REDUCED-ORDER MODELING FOR ESTIMATING CO2 STORAGE AND ENHANCED COALBED METHANE OF UNCONVENTIONAL COAL SEAM RESERVOIRS


KAMMER, Ryan, Indiana Geological and Water Survey, Indiana University, 611 N Walnut Grove St, Bloomington, IN 47405, ELLETT, Kevin, Indiana Geological and Water Survey, Indiana University, 611 North Walnut Grove Street, Bloomington, IN 47405, MIDDLETON, Richard S., Earth and Environmental Sciences, Los Alamos National Laboratory, PO Box 1663, MS D452, Los Alamos, NM 87545 and KOROSE, Chris, Illinois State Geological Survey, 615 E Peabody Drive, Champaign, IL 61820

Carbon capture, utilization, and storage (CCUS) is a promising technology for mitigating climate change while providing opportunities for the continued use of traditional fuel sources. While difficulties remain for employing carbon capture technologies at a competitive cost, the process of injecting CO2 into underground storage reservoirs is well understood. Still, the development of resource storage estimates for CH4 production and CO2 storage in hydrocarbon reservoirs at a regional scale is important for incentivizing industrial-scale implementation of CCUS technologies.

There are multiple methods for developing resource storage estimates with varying degrees of uncertainty. While static volumetric models can provide quick reservoir estimates, they necessarily include high uncertainty. Alternatively, dynamic reservoir simulations can reduce uncertainty, but require large amounts of time and data that may not be available. The reduced-order model developed in this study, SCO2T-ECBM, utilizes sensitivity and uncertainty analyses of dynamic reservoir simulations to generate proxy models for enhanced coalbed methane (ECBM) resource storage estimates. The parameters used in SCO2T-ECBM have been limited to those most likely available at a regional scale: depth, thickness, fracture porosity, fracture permeability, fracture water saturation, and injection rate.

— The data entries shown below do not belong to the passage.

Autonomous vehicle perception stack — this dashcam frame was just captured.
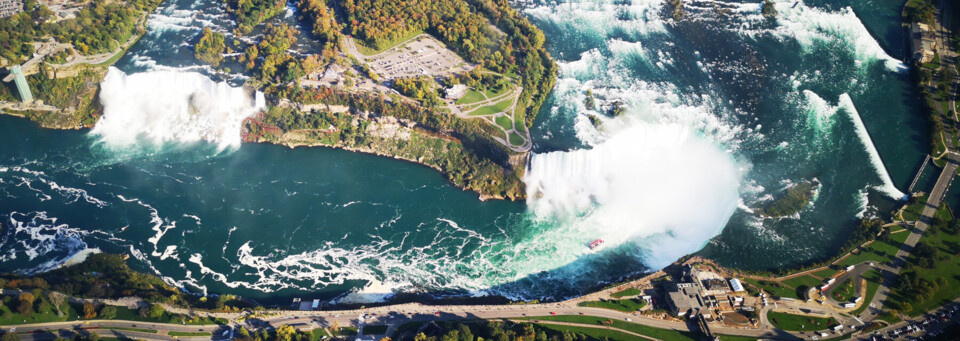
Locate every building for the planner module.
[444,84,467,99]
[910,22,937,64]
[10,65,33,103]
[667,283,703,316]
[0,0,23,18]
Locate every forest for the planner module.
[337,0,557,126]
[226,0,286,35]
[0,0,160,63]
[194,27,227,67]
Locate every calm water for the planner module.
[0,0,927,299]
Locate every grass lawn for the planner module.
[457,89,486,104]
[610,288,640,298]
[494,115,513,131]
[484,86,513,98]
[537,323,636,341]
[890,231,910,245]
[901,195,927,221]
[396,322,428,333]
[888,216,960,316]
[524,315,700,341]
[577,298,647,313]
[337,327,357,336]
[837,236,903,266]
[353,30,423,56]
[470,98,513,116]
[108,307,227,325]
[310,328,331,341]
[510,132,523,146]
[877,310,902,324]
[850,270,883,316]
[167,331,213,336]
[767,311,837,331]
[716,334,757,341]
[363,324,387,335]
[830,278,857,302]
[103,327,157,334]
[743,278,797,298]
[0,298,77,326]
[783,275,823,291]
[513,106,528,133]
[813,269,840,279]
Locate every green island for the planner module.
[754,181,817,218]
[0,0,960,341]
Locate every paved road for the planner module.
[872,152,960,320]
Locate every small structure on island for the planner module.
[910,22,937,64]
[444,84,467,100]
[3,65,33,103]
[0,0,23,18]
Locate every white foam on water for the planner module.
[91,67,265,150]
[0,211,90,275]
[837,94,905,199]
[524,124,740,268]
[727,0,909,72]
[523,0,667,39]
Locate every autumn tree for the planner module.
[17,292,36,316]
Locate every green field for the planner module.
[902,196,927,221]
[577,298,647,313]
[888,216,960,316]
[537,323,636,341]
[813,269,840,279]
[494,115,513,131]
[510,132,524,146]
[743,278,797,298]
[0,304,77,326]
[837,236,903,266]
[353,30,423,56]
[457,89,486,104]
[484,86,513,98]
[470,98,513,116]
[524,315,700,341]
[610,288,640,298]
[310,328,332,341]
[103,327,157,334]
[850,270,883,316]
[767,311,837,331]
[830,278,857,302]
[783,275,823,291]
[167,332,212,336]
[513,107,527,134]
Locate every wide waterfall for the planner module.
[93,68,265,149]
[524,124,740,268]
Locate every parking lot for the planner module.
[367,35,473,80]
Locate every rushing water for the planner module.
[0,0,927,300]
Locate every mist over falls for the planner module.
[91,67,266,150]
[0,0,926,303]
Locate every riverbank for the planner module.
[244,107,526,201]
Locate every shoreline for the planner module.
[253,136,510,202]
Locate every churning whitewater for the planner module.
[91,67,266,149]
[0,0,926,302]
[524,124,740,268]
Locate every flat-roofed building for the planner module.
[0,0,23,18]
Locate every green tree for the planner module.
[194,27,227,67]
[17,292,36,316]
[100,305,117,320]
[147,304,167,320]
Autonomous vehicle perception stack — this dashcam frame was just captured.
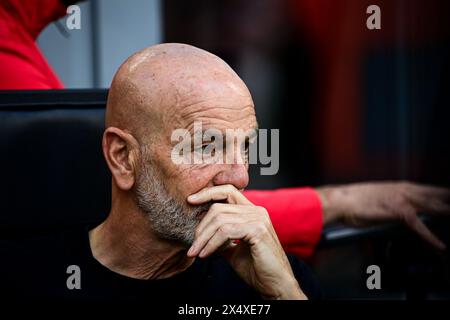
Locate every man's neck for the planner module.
[89,208,194,279]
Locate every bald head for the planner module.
[102,44,256,243]
[105,43,251,140]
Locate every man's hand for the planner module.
[317,182,450,250]
[188,185,306,299]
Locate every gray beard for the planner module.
[135,151,211,247]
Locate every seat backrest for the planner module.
[0,90,111,238]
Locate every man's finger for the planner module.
[406,214,446,250]
[188,214,249,257]
[187,184,252,205]
[199,224,249,258]
[196,203,258,241]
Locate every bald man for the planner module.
[1,44,320,302]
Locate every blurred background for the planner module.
[14,0,450,298]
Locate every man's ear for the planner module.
[102,127,139,190]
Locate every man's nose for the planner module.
[213,164,248,189]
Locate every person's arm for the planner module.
[317,181,450,250]
[244,182,450,257]
[244,187,323,257]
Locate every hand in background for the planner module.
[317,182,450,250]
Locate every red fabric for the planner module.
[0,0,66,90]
[244,188,323,257]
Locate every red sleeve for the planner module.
[0,0,66,90]
[244,188,322,257]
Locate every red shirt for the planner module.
[0,0,66,90]
[0,0,322,257]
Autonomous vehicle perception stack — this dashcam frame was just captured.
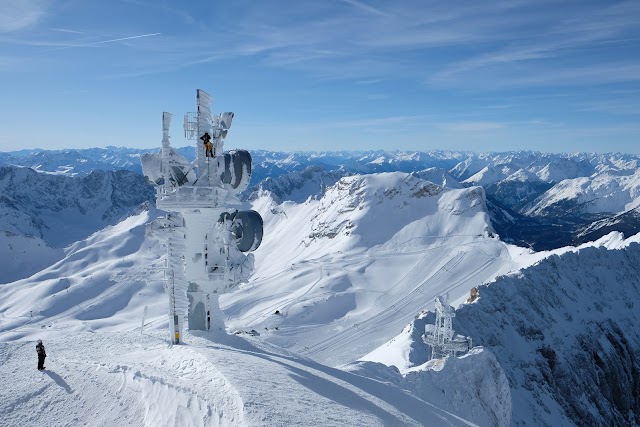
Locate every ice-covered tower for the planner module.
[141,89,262,343]
[422,296,471,359]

Storage and utilization resource estimates from SCO2T-ECBM indicate that static volumetric models may be overly optimistic, particularly in mid- and high-estimates provided by static models. This result is consistent with other studies that have compared static estimates with dynamic simulations and may suggest a reevaluation of regional CO2 storage and utilization resource estimates, particularly when considering ECBM opportunities. Moving forward, SCO2T-ECBM can be a useful tool in generating CO2 storage and utilization resource estimates in unconventional reservoirs to aid in the deployment of CCUS technology.